Israele del resto è costituita di così tanti e differenti pezzi, che si è cercato di imbrigliare in quest’identità monolitica all’inizio del nostro Stato!
Allora, anziché cercare di sopprimere le differenze dobbiamo riconoscerle. Perché una volta che riusciamo a conoscerle e conviverci, non proietteremo questa nostra difficoltà dall’altra parte. E spero che questo succederà anche ai palestinesi, una volta che saranno riusciti a costituire il loro Stato: quando si sarà sedimentato un senso di sicurezza tra di loro, saranno poi in grado di convivere anch’essi con le loro differenze interne.

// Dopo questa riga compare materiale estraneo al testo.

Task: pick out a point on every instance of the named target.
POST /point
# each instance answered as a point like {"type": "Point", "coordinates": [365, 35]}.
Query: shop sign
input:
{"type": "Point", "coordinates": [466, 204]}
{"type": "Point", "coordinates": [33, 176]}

Perché le differenze interne possono essere tradotte anche in un’opportunità, in qualcosa che può diventare una fonte di forza, non solo di debolezza.
Perché fino a oggi, nella nostra società, tutto questo è stato interpretato solo come debolezza da reprimere, e da proiettare all’esterno, sull’altro lato del conflitto: sono loro la fonte del nostro male, quelli che non ci permettono di vivere in pace.
Vorrei infine enfatizzare che allo stato attuale israeliani e palestinesi con la parola “pace” intendono cose differenti.
Per gli israeliani la pace significa che saremo in grado di continuare la nostra vita preferibilmente senza essere disturbati. Uno dei nostri studenti palestinesi a un seminario una volta provocò l’amico israeliano dicendo: “Per voi la pace significa svegliarsi un mattino e vedere che noi non ci siamo più. Che non vi disturberemo più”.
Per cui io credo che per gli ebrei israeliani “pace” significhi sostanzialmente mantenere lo status quo, per quanto possibile. Per i palestinesi invece “pace” significa cambiare lo status quo. E i palestinesi hanno buone ragioni per pretendere tale cambiamento. Penso allora che parlare solo di “pace”, senza chiarire le diverse interpretazioni e aspettative, senza capire quale ne sia l’origine, e come si può negoziare, trovando dei compromessi, non solo non serva, ma sia ipocrita. Grazie.